Although particular step sequences are shown, described, and claimed, it should be understood that steps may be performed in any order, separated or combined unless otherwise indicated and will still benefit from the present disclosure.
The foregoing description is exemplary rather than defined by the limitations within. Various non-limiting embodiments are disclosed herein, however, one of ordinary skill in the art would recognize that various modifications and variations in light of the above teachings will fall within the scope of the appended claims. It is therefore to be understood that within the scope of the appended claims, the disclosure may be practiced other than as specifically described. For that reason the appended claims should be studied to determine true scope and content.

Claims

1. A rotor module for a gas turbine engine comprising:

a common CMC drum defined about an axis; and

a multiple of CMC airfoil rows which extend from said common CMC drum.

2. The rotor module as recited in claim 1, further comprising a split case within which said rotor module rotates.

3. The rotor module as recited in claim 1, further comprising a monolithic ceramic feature mounted to said common CMC drum.

4. The rotor module as recited in claim 3, wherein said monolithic ceramic feature is a knife edge seal.

5. The rotor module as recited in claim 1, further comprising a metallic alloy feature mounted to said common CMC drum.

6. The rotor module as recited in claim 5, wherein said metallic alloy feature is a knife edge seal.

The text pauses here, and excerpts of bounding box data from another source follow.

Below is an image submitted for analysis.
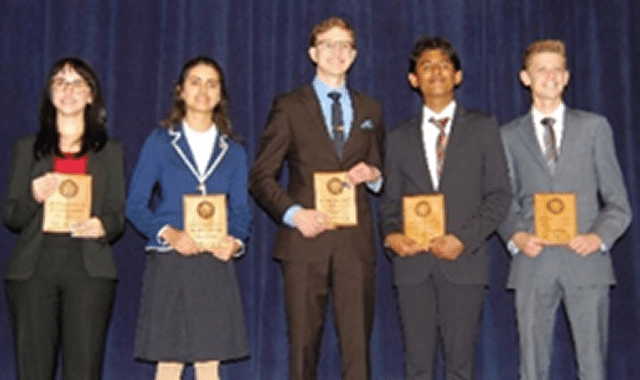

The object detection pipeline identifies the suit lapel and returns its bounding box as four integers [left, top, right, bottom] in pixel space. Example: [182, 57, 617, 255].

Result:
[301, 84, 338, 160]
[87, 151, 107, 215]
[405, 113, 435, 192]
[556, 109, 581, 175]
[520, 113, 551, 175]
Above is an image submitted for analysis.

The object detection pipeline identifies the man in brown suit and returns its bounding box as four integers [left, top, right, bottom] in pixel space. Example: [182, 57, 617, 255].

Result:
[249, 17, 383, 380]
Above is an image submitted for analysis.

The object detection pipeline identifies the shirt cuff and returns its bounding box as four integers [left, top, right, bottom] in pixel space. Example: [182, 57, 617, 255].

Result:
[507, 239, 520, 256]
[156, 224, 169, 246]
[367, 176, 383, 193]
[282, 204, 302, 228]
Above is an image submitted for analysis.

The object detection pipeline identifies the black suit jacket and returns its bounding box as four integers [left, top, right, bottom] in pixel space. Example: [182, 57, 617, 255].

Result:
[2, 137, 125, 280]
[380, 105, 511, 284]
[249, 84, 383, 262]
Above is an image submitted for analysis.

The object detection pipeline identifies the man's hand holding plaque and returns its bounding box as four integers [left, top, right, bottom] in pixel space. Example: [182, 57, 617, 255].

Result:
[313, 172, 358, 227]
[42, 173, 91, 233]
[182, 194, 230, 253]
[402, 194, 445, 250]
[533, 193, 578, 245]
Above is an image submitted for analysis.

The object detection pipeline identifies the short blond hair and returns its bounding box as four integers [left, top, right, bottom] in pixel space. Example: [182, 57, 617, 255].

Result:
[522, 39, 567, 70]
[309, 16, 356, 49]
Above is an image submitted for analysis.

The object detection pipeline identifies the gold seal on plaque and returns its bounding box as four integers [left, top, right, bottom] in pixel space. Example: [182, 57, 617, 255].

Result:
[58, 179, 78, 199]
[327, 177, 344, 195]
[413, 201, 431, 218]
[197, 201, 216, 219]
[547, 197, 564, 215]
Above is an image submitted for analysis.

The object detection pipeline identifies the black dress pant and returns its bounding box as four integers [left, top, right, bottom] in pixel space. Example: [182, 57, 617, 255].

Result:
[5, 236, 116, 380]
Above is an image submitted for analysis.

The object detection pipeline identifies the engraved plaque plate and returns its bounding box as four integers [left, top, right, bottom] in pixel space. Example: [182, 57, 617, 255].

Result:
[313, 172, 358, 227]
[42, 173, 91, 233]
[402, 194, 446, 248]
[182, 194, 227, 249]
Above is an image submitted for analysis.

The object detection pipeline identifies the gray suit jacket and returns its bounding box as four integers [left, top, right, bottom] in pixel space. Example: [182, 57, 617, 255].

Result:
[249, 84, 384, 262]
[2, 137, 125, 280]
[380, 105, 511, 285]
[499, 109, 631, 288]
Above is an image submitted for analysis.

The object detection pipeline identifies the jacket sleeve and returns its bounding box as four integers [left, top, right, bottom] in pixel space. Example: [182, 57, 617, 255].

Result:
[96, 140, 125, 241]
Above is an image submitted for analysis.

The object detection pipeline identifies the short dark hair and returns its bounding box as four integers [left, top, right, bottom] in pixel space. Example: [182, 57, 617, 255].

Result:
[33, 57, 108, 159]
[409, 37, 462, 73]
[160, 55, 235, 137]
[309, 16, 357, 49]
[522, 39, 567, 70]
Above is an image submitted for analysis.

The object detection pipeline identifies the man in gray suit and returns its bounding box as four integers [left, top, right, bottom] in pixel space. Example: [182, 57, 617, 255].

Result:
[499, 40, 631, 380]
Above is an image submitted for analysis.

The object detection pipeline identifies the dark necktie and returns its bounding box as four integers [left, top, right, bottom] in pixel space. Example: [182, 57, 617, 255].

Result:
[328, 91, 344, 158]
[540, 117, 558, 175]
[429, 117, 449, 178]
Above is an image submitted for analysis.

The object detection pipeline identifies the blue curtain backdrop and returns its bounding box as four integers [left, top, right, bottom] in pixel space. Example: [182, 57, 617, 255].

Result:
[0, 0, 640, 380]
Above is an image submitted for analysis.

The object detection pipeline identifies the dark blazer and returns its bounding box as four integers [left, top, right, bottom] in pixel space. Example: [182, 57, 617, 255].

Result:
[2, 136, 125, 280]
[380, 105, 511, 284]
[249, 84, 383, 262]
[499, 108, 631, 288]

7. The rotor module as recited in claim 1, wherein said multiple of CMC airfoil rows are within a compressor section of the gas turbine engine.

8. The rotor module as recited in claim 1, wherein said multiple of CMC airfoil rows are within a high pressure compressor section of the gas turbine engine.

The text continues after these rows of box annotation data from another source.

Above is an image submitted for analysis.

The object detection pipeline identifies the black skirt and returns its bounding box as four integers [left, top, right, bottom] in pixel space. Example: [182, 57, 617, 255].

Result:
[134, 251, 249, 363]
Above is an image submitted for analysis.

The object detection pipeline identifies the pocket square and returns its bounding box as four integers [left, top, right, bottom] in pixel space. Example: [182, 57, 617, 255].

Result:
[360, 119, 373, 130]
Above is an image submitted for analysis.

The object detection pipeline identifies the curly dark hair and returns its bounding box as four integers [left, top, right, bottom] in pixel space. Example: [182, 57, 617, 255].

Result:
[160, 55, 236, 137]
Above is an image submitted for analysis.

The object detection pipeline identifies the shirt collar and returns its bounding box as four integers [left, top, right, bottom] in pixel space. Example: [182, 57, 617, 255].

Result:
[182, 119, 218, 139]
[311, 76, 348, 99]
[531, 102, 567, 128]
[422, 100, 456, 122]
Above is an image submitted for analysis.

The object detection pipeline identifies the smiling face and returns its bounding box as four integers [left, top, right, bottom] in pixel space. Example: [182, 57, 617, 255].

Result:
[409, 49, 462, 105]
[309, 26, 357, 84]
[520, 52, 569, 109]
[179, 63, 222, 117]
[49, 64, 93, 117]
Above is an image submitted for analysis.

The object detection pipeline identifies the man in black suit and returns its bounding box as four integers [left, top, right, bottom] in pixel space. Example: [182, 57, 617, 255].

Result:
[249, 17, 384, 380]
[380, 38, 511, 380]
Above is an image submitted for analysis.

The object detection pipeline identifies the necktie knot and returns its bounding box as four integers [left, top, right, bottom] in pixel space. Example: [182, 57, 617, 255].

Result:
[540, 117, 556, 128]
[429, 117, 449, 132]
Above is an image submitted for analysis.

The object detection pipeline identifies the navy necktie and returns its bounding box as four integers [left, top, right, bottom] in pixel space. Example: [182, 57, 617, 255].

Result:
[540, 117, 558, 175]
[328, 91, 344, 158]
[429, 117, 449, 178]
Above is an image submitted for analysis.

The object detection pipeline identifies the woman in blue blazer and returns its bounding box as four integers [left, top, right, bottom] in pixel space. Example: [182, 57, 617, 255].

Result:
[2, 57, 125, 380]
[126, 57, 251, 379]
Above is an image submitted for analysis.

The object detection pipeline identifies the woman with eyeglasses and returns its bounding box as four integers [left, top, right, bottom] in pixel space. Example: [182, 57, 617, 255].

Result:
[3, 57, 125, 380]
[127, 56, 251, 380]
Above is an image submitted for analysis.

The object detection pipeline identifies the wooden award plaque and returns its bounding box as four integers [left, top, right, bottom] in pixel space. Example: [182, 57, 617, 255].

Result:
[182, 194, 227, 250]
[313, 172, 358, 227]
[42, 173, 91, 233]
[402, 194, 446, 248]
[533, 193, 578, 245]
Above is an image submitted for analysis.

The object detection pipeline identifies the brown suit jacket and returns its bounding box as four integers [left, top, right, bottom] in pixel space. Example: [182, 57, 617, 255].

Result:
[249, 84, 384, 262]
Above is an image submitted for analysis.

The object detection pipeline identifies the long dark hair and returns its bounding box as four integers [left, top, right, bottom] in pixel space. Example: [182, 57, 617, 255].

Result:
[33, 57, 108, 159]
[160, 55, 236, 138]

9. The rotor module as recited in claim 1, wherein said multiple of CMC airfoil rows are within a turbine section of the gas turbine engine.

10. The rotor module as recited in claim 1, wherein said multiple of CMC airfoil rows are within a low pressure turbine section of the gas turbine engine.

11. A turbine assembly for a gas turbine engine comprising:

a split case defined about an axis; and

a turbine rotor module having a multiple of CMC airfoil rows which extend from a common CMC drum which rotates about said axis.

12. The turbine assembly as recited in claim 11, further comprising a monolithic ceramic feature mounted to said common CMC drum.

13. The turbine assembly as recited in claim 12, wherein said monolithic ceramic feature is a knife edge seal.

14. The turbine assembly as recited in claim 12, further comprising a metallic alloy feature mounted to said common CMC drum.

15. The turbine assembly as recited in claim 14, wherein said metallic alloy feature is a knife edge seal.

16. The turbine assembly as recited in claim 11, wherein said Turbine rotor module is within a low pressure turbine section of the gas turbine engine.

17. A method of assembling a turbine assembly for a gas turbine engine comprising:

assembling a split case around a common CMC drum defined about an axis, a multiple of CMC airfoil rows extending from the common CMC drum.

18. The method as recited in claim 17, further comprising assembling two longitudinal halves of the split case with a multiple of fasteners.